# powermax 38801



## 2.137269 (Nov 15, 2019)

want to ask you guys what your seeing going on with toro?? seems to be lots of cost cutting for the worst to me, lots of back orders for parts, lots of your ool for warranty issues . 
i have had and still have many toro machines, my first 2 snow blowers were a 624 and 824 powershifts from early 87 for a 88 model and a 97 824, never a issue with them even 30 years old, 

2017 powermax 38801 .maybe 10 hours of use on it over 2 winters, now it's turning into a rust bucket from UNDER the powder coat paint. from under every area where the sections are welded together making a seam snow can blow through and under,areas where the powder coat can never reach under allowing rust to start right from day one, i had a local dealer look at it and was told wish you luck,call them yourself , same basic wording tough, 

seems i have two choices to make buy a $544.00 main housing, ( plus $100.00 truck shipping) call in a dustless blasting guy to blast the housing clean, do a full weld up of it to seal every seam. reblast it, paint with a galvanizing compound paint making sure to soak the seam area's near the reweld, than a good epoxy primer and toro red paint, 
OK what would you guys do?? still really under the 3 year warranty but not because they blame salt?

i have to wait for some more posts to add the photo's but those will when i can


----------



## UNDERTAKER (Dec 30, 2013)

* Blast it and repaint it. I here they are doing great things with this Powder coating thing you speak of. Anyhoo, ALOHA From The Paradise City. :smiley-rpg027::smiley-rpg027::smiley-rpg027::smiley-rpg027::smiley-rpg027:*


----------



## Oneacer (Jan 3, 2011)

So much for a Toro Warranty I guess, … is that what you are saying, its not worth that much?


----------



## Zavie (Sep 23, 2014)

Most of the guys on the forum love their Toro's. At my dealer they had a 38801 on the showroom floor back when I was looking at the Ariens Pro 28. I was intrigued with it some because it had handwarmers. Moving it around and then going back to any of the Ariens made it seem toy like however.


----------



## 2.137269 (Nov 15, 2019)

oneacer said:


> So much for a Toro Warranty I guess, … is that what you are saying, its not worth that much?


yes!! not worth the paper it's printed on as it's not the first issue i had with this machine,first was the motor blew up at about 10 hours, got told i didn't have any oil in it , yah sure, they are shipped full with 0w30 , at 5 hours the first oil change the drain was full of metal particles enough to cause the rod to seize to the crank, so it now has a 302 cc loncin on it in place of a smaller motor
i'm going to try blasting it,than weld up every seam tight, from inside and outside. if i burn though with the tig, $544.00 plus shipping

don't understand why they didn't just make the housing in sections like the old powershifts and bolt them together.

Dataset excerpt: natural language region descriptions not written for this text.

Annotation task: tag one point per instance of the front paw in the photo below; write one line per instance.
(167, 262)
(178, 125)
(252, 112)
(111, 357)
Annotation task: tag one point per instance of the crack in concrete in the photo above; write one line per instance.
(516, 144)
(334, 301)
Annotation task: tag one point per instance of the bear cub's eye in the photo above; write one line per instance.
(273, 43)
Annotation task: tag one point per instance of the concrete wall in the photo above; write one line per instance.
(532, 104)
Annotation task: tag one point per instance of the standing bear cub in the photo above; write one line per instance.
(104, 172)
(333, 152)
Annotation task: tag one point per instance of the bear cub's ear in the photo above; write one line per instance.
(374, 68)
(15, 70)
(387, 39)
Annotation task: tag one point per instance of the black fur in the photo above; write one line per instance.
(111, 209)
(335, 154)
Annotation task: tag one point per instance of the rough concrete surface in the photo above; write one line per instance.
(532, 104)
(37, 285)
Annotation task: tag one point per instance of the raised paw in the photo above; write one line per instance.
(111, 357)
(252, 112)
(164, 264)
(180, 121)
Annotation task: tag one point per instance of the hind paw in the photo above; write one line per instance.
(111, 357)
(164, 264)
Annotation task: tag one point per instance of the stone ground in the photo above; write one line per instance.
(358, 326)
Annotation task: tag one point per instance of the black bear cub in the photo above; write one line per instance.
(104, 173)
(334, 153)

another note i have looked at the newer 2019 and 2020 models and see the housings are even worsley welded .talk about gaps huge gaps that light can be seen though.


----------



## 2.137269 (Nov 15, 2019)

i have to get more off my other camera those show air though the rust


----------



## Zavie (Sep 23, 2014)

If all the rust is on the bottom, wire wheel, prime and paint and move it along. Pick out something orange to take it's place.


----------



## 2.137269 (Nov 15, 2019)

Zavie said:


> If all the rust is on the bottom, wire wheel, prime and paint and move it along. Pick out something orange to take it's place.


nope inside and out top to bottom, holes though and though.even from under the paint on flat plates covering the gear box.


----------



## UNDERTAKER (Dec 30, 2013)

*It is from that Globally sourced metal. that ALL Brands use these days. That 70's steel is some good smoking stuff there. k:k:k:k:k:k:k:k:*


----------



## Zavie (Sep 23, 2014)

87powershiftx2 said:


> nope inside and out top to bottom, holes though and though.even from under the paint on flat plates covering the gear box.

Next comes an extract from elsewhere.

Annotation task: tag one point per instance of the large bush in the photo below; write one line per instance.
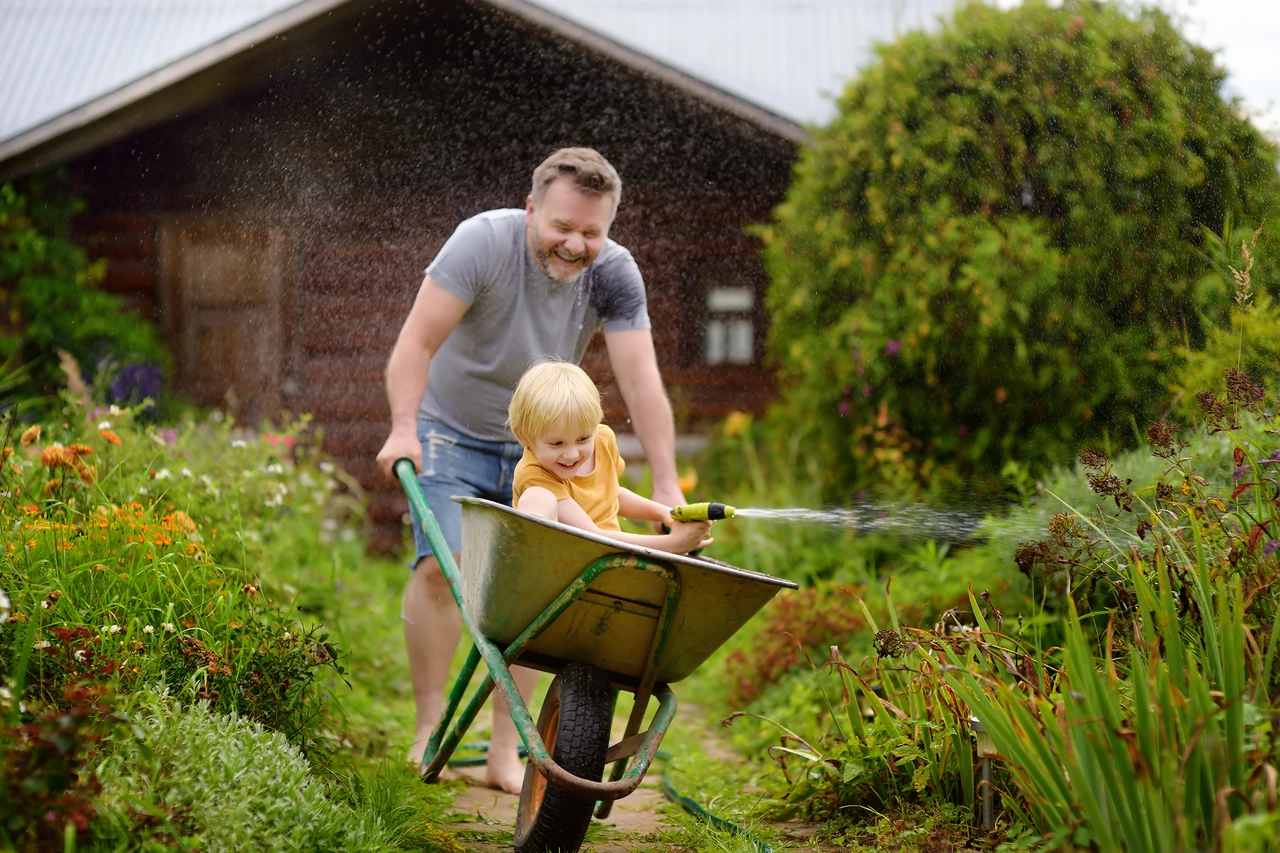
(997, 245)
(51, 300)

OMG, do you live near, at or in the ocean?


----------



## 2.137269 (Nov 15, 2019)

Zavie said:


> OMG, do you live near, at or in the ocean?

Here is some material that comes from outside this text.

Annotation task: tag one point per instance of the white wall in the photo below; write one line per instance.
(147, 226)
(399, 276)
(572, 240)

nope! 50 miles from the ocean, it's all from how the sections are welded , the metal is of a very poor quailty ,welding warps the sections , than since the areas are bare, rust starts early ,

toro needs to start dipping in cold galvanizing just like care makers do before using powder coat paint


----------



## barney (Nov 21, 2017)

Wow...that's incredible....I've got the same year model and it looks as good as the day I bought it. I haven't waxed it either. I also live approx. 3000 ft. from the Atlantic ocean and the roads are salted. It's kept in a cold garage. Hmmmm.

Can you show some more pictures of the rest of the machine?


----------



## 2.137269 (Nov 15, 2019)

barney it looks otherwise like new, as can be seen from the shots of the rusted areas, where i lived and almost back to, 45 miles west of new york city at a elevation of almost 1400 feet is where it was used,
new jersey as it's know is the salt state. everything is salt white in the winter, so one needs to take extra care by washing a machine down after each use, problem lays in toros manufacturing, "and they are made of many" each section is bare metal at first, the spot welds warp the metal making for gaps between each section, they don't dip the completed housing in any rust stopping treatment,just powder coat it.
powder coat never gets in under the warped bare parts only over, allowing for what in our dreaded eod piles to get in and start the rusting . also one can see the over weld spatter all over , another why? imm. can toro end this?yes seems they tried with the new model 38802, but they still make the housing like the old, bare metal large gaps from warped metal being welded. the shop model i looked at one could cut a hand feeling the metal inside the auger housing , 
again imm. why doesn't toro fully weld the area,from inside , why don't they cold dip the parts in a galvanizing dip like the car makers do, before powder coating?
yes i plan on having the local dustless blaster come and do a full clean blast, but also know that they can't blast it totally clean under the warped metal so the rust will again return from the same spots. i also looked into a new housing which is a very costly part at well over $600.00 with the 100 buck struck shipping cost added, so i'm dame'd if i do,dame'd if i don't


----------



## 2.137269 (Nov 15, 2019)

i should also note a few members have sent me links to Craig's list toros from other parts of the country, each looked like rust city in the very same spots, from under weld warped housing sections, 

cuts in Q control, push for more sales via the box stores and online from place's like snowblower direct who don't allow negative reviews to be posted or offer any help when problems do come up sure don't help


----------